② ATOMiKⅡ合成壁を免震地下ピットに適用し効果を実証
ATOMiKⅡ合成壁は、従前のATOMiK合成壁(注)に基礎スラブとの隅角部における設計法を新たに追加した構法であり、2011年8月9日に一般財団法人日本建築総合試験所の建築技術性能証明(性能証明第01-06号改)を取得している。今回、ATOMiKⅡ合成壁を適用した事例3件は、いずれも免震建物の地下ピットなどの片持ち梁形式となる地下外壁に採用した。在来の地下外壁に比べ、壁厚の低減、鉄筋量の低減を図ることができ、コスト低減などの効果を実証した。今後は引き続き、免震建物の地下ピット、ドライエリアを有する地下外壁を中心に本構法の普及展開を図っていく予定である。

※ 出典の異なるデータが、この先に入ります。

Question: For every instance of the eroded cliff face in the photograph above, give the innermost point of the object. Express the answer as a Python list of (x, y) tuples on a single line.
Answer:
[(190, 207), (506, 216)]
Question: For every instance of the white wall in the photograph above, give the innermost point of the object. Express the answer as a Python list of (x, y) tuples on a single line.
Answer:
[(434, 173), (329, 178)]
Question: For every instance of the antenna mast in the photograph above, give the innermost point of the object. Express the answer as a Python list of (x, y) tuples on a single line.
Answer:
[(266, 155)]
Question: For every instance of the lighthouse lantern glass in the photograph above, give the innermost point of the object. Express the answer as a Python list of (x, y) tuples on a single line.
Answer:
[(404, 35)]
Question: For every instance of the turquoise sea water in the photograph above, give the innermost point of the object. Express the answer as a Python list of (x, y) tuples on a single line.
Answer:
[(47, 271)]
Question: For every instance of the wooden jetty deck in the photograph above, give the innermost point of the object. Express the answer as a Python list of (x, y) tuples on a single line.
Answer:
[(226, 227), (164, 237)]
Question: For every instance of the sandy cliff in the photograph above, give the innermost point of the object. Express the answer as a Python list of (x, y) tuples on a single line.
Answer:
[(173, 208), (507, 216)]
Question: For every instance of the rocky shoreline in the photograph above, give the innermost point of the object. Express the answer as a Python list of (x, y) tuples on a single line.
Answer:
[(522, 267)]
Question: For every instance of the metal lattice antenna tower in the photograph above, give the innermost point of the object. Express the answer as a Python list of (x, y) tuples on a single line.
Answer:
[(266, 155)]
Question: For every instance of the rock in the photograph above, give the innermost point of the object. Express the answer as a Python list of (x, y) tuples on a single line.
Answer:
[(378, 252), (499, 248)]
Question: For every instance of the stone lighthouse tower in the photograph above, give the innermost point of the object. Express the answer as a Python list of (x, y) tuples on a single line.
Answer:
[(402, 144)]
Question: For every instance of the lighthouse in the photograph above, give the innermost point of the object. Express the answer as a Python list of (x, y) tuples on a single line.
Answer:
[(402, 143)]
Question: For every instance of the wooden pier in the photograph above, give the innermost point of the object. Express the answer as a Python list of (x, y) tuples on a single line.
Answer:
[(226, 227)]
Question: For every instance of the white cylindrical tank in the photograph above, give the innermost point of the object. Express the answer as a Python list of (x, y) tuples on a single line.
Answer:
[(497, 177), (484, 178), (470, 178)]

(注)ATOMiK合成壁:地下工事の仮設山留め壁に用いるH形鋼と後打ち鉄筋コンクリート壁を一体化し、合成壁として本設の地下外壁に利用する構法。仮設材であったH形鋼の有効活用に加え、RC壁の壁厚を従来よりも薄くすることが可能。地下空間の有効利用を図ることができる。

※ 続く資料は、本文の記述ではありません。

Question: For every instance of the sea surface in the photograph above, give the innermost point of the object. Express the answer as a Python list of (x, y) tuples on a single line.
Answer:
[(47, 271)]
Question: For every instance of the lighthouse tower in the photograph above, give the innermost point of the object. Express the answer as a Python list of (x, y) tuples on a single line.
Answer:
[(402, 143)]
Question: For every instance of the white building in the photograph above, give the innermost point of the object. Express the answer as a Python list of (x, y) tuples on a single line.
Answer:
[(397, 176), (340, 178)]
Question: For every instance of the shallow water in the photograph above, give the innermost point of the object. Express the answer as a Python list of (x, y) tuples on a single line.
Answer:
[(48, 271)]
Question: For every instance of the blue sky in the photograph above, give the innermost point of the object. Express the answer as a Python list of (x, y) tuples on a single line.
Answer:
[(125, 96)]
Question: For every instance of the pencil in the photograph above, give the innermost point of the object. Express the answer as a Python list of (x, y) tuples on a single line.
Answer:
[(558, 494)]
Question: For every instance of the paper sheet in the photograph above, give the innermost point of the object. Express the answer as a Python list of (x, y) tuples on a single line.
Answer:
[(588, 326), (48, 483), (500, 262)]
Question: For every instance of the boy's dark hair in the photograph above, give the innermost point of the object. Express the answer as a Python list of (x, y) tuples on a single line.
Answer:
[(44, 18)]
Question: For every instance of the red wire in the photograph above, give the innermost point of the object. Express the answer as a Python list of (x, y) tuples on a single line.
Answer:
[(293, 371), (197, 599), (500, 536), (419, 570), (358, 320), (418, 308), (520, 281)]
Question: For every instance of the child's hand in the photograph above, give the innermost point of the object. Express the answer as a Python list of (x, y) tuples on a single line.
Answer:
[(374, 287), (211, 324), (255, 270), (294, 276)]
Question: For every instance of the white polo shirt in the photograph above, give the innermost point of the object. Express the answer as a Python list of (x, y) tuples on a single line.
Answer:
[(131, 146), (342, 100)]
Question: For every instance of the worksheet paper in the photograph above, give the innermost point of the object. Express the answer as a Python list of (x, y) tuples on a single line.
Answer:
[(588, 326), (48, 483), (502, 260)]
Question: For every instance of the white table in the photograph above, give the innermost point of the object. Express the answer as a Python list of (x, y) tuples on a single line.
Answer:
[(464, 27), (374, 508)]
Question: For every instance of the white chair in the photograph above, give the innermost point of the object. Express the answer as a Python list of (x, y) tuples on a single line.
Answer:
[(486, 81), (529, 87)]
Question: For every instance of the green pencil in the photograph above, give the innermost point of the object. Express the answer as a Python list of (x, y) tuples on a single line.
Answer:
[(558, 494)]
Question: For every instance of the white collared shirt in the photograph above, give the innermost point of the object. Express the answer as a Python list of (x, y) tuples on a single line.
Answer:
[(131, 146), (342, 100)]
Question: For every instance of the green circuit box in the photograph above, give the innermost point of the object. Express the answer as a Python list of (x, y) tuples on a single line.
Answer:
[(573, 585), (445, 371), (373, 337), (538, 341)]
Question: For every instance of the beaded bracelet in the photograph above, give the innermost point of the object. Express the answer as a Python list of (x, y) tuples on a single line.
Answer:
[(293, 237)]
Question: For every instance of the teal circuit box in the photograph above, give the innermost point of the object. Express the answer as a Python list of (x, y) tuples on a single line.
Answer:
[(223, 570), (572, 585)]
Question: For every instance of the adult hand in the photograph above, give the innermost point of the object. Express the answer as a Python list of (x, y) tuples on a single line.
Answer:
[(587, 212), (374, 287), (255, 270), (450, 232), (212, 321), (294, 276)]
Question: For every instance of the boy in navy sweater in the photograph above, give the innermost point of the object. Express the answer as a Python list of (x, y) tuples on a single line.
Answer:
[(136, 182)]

③ 高耐力本設地盤アンカー工法の適用地盤を拡大し、建築技術性能証明を取得
高耐力本設地盤アンカー工法(STK-Ⅱアンカー工法)を建物の耐震改修工事に適用するとともに、本工法における適用地盤(定着層)の拡大を図り、一般財団法人日本建築総合試験所の建築技術性能証明(GBRC性能証明第11-08号改)を取得した。STK-Ⅱアンカー工法は、既往のSTKアンカー(株式会社熊谷組、清水建設株式会社、株式会社竹中工務店の共同開発)の削孔径を拡大した高耐力の本設地盤アンカー工法であり、適用地盤は砂質土地盤(砂地盤及び砂礫地盤)に限定していた。今回本工法の適用地盤を拡大するために、新たに硬質粘土地盤及び岩盤において原位置試験を実施し、本アンカーの性能を確認した。STK-Ⅱアンカー工法は、適用地盤(定着層)がN値50以上のすべての地盤に適用できるようになったことから、建物に関しては、地下階が深い場合、アスペクト比が大きい場合、或いは平面形状が不整形な場合、また地盤種類としては、杭では施工が困難な砂礫地盤、硬質粘土地盤並びに岩盤に本工法を積極的に提案し普及展開を図っていく予定である。

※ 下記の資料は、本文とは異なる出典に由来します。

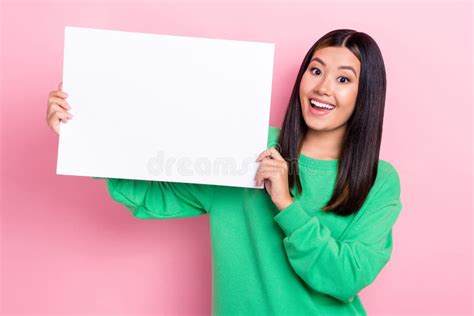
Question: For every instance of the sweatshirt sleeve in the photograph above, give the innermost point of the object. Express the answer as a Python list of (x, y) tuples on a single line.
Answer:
[(342, 267), (159, 199)]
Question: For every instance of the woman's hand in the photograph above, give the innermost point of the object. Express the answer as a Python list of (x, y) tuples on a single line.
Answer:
[(273, 172), (57, 109)]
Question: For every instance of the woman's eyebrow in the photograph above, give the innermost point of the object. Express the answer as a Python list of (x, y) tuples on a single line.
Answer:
[(340, 67)]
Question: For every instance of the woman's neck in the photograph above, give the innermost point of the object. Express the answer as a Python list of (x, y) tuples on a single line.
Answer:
[(323, 145)]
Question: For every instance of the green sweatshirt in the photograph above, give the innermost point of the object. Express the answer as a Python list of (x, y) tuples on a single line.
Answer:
[(298, 261)]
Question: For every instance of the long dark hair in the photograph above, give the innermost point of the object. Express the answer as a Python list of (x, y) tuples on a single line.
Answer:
[(358, 161)]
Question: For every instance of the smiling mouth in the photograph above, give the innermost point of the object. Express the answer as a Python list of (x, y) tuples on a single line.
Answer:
[(321, 106)]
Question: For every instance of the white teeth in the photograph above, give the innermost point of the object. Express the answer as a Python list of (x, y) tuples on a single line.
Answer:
[(321, 105)]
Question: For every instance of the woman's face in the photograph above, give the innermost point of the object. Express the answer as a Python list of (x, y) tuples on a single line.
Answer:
[(332, 78)]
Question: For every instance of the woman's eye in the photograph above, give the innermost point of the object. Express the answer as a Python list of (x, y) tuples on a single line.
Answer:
[(345, 79), (315, 69)]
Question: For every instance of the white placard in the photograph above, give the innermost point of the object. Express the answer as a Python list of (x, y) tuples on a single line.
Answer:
[(164, 107)]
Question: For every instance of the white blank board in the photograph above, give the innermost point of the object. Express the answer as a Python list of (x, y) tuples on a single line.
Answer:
[(164, 107)]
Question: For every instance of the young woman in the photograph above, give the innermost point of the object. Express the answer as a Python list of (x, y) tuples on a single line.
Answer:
[(321, 230)]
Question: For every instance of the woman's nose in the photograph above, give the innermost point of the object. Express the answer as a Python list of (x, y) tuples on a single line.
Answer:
[(322, 86)]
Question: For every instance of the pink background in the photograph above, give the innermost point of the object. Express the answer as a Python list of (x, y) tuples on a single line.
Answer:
[(67, 248)]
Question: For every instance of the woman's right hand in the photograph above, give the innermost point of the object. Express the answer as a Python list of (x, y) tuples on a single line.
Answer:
[(57, 109)]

④ 発刊から5年通算60号「シリーズ 建築の音環境入門 五周年記念号」を発刊
当社は信州大学山下恭弘名誉教授監修のもと、有限会社泰成電機工業、フジモリ産業株式会社、野原産業株式会社、万協株式会社、有限会社音研と共同で、床衝撃音研究会として集合住宅に使用されている乾式二重床の音環境に関する手引書「シリーズ 建築の音環境入門 五周年記念号」を刊行した。この手引書は、集合住宅のより良い音環境を確保するために、2006年2月に「インピーダンス法による床衝撃音レベル予測計算法の解説」を刊行し、続いて2007年7月に「集合住宅の音環境-乾式二重床のQ&A-」を刊行したところ、読者から「建築の音環境を判りやすく理解できる小冊子」の発刊要望があり、これに応えたものである。2008年11月から刊行し今号で60号となることから、五周年記念号として刊行することになった。本シリーズは、一つのテーマを4~6回シリーズに分け、学会発表などの研究成果と現場実験の成果を判りやすく解説しているほか、毎号読者からの意見・要望に対しても回答している。今後、集合住宅の乾式二重床に関する重要なツールとして位置付け、デベロッパーや設計事務所などに対して積極的に提案していく。
(3) 子会社
株式会社ガイアートT・K
① フルファンクションペーブ(FFP:多機能型排水性舗装)の改良・改善
FFPの施工実績が増えるに従い、現場からは様々な改善要請が挙がり、今後のさらなる展開に応じた課題の解決方法を探り、施工性の改善や耐久性の向上の検討を行い、施工現場にフィードバックしている。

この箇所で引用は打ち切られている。